Harry: About the third-party expandability: Marathon was very well received for the fact that you could endlessly add stuff to it. Will you be able to do that with Oni?
Brent: We are not going to ship with our own tools, because unlike with Marathon the tools were built in house, the tools built in house here are very minimal, it's all text-based, and fairly difficult to know the UI (User Interface). The tools we use to create the actual geometry of the characters is in 3DStudioMAX, and we have AutoCAD for environments. However what we will do is, I'm about 90 percent sure of this, is give away the file format. So we have exporters that export the data from 3DStudioMAX and into this file format, that goes into our little importer tool, which takes all that data and munges it together to get into the game. So we'll probably give away that tool, even though it's really difficult to use and we'll also give away the file format.

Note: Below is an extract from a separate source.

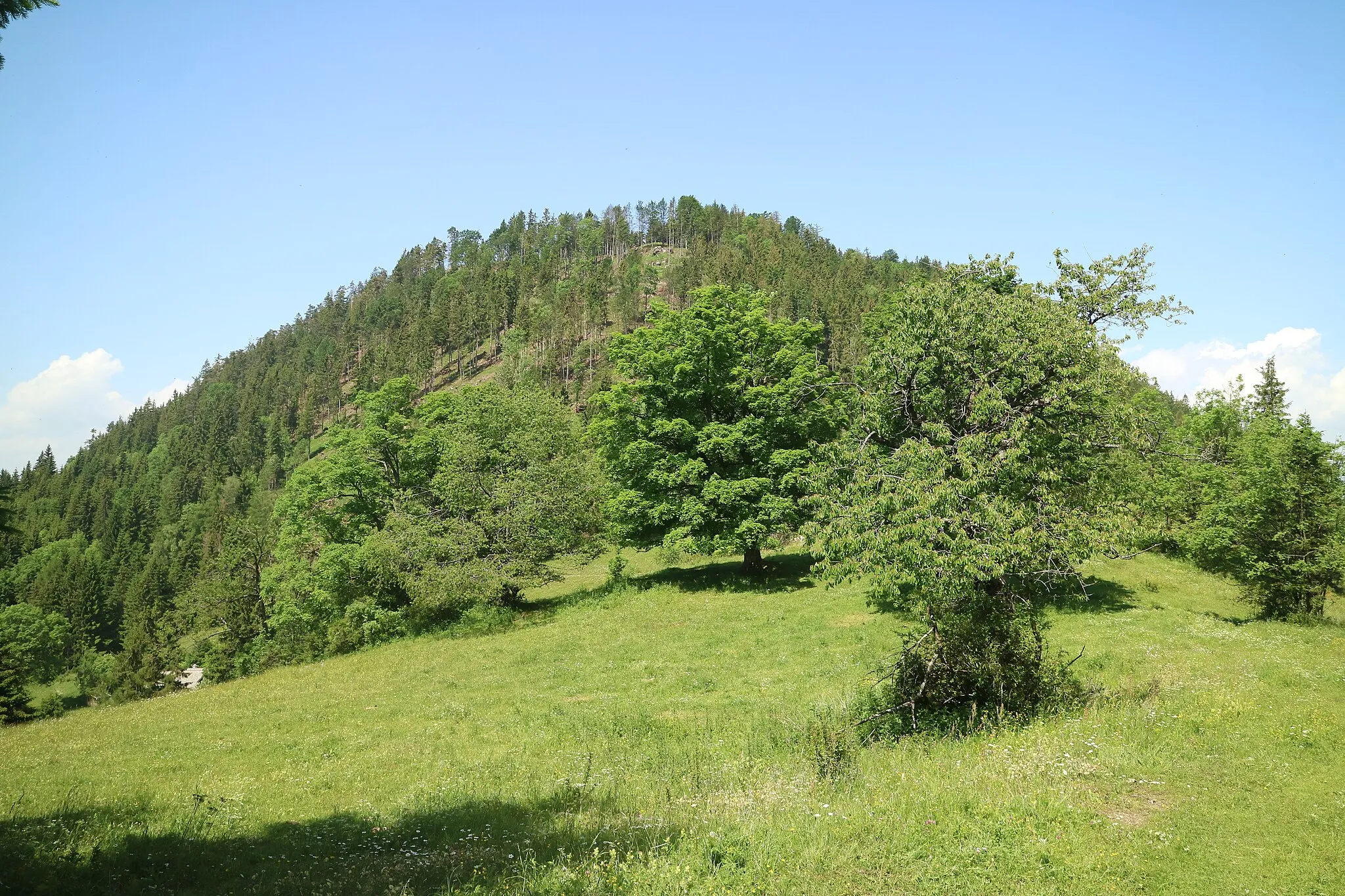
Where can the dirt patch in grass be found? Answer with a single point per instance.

Harry: And specifically as the lead engineer, what exactly are you doing in your job?
Brent: I do several things, there's a chunk of code I'm responsible for, which is the core of the engine and the environment engine. And I pick up things - everyone picks up things- as it goes on, but I assign tasks to various people, to some extent monitor the progress and see how things are coming along. And I make sure things are getting done, and help solve problems when they come up. In some cases when a problem comes up and it turns out to be too difficult to solve, I have to say we're not going to able to do this because of this or that.
Harry: And you're always in close contact with Bungie in Chicago.
Brent: Yeah. Jason and I talk a lot, and we exchange a lot of ideas and to some extent we both help each other out.